* By Katie Kuehner-Hebert *
A cyberattack can happen to anyone and any company—even if you have cybersecurity programs in place. Hackers don’t just target big multi-national firms nor do they discriminate based on industry.
Everyone is at risk and hackers are constantly finding new targets and refining the tools they use to break through cyberdefenses. And, if your company is part of a supply chain, not only do you have to take into consideration a direct attack, but also a cyberattack that could occur to any one of the companies in your supply chain—and that is a very real threat.

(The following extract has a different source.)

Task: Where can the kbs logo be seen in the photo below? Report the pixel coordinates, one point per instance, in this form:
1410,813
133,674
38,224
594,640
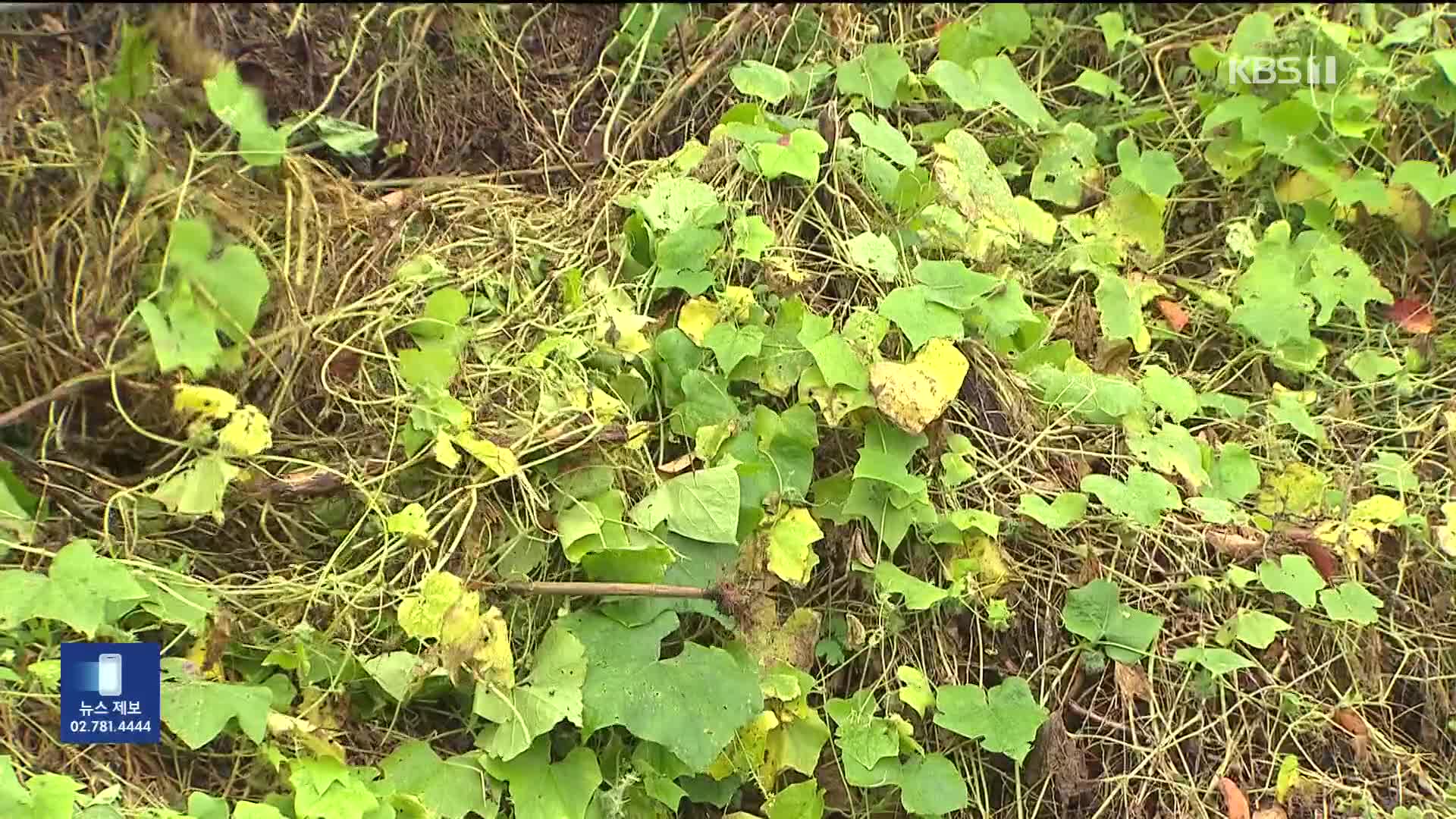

“It is a mistake to think, ‘It won’t happen here,’” said Rick Fox, president and CEO of MHI member FOX IV Technologies Inc. “FOX IV was hit with ransomware demanding thousands of dollars.” Fortunately, one of the company’s cybersecurity policies is to back up the entire system every night, Fox said. Moreover, the company’s email system is provided by a vendor that has a secure cloud-based platform.
“We were able to recover in three hours and not pay the ransom,” he said.
Cybersecurity policies are especially important when companies have remote access to their equipment at a customer plant, Fox said. “Nothing would be more devastating for the relationship than to inadvertently download a virus into your customer’s WMS,” he said. “In addition, they may need to consider intentional acts like a disgruntled employee coding a virus into the software,” said Fox.
Christian Dow, president of MHI member Panther Industries Inc., considers cybersecurity to be of paramount importance—for everyone’s sake. “We not only protect our own data, but also ensure that we are not a point of vulnerability for our customers,” Dow said. “As equipment OEMs, we need to protect customers by ensuring our devices are up to date and free of viruses or malware before implementation, service or training site visits.”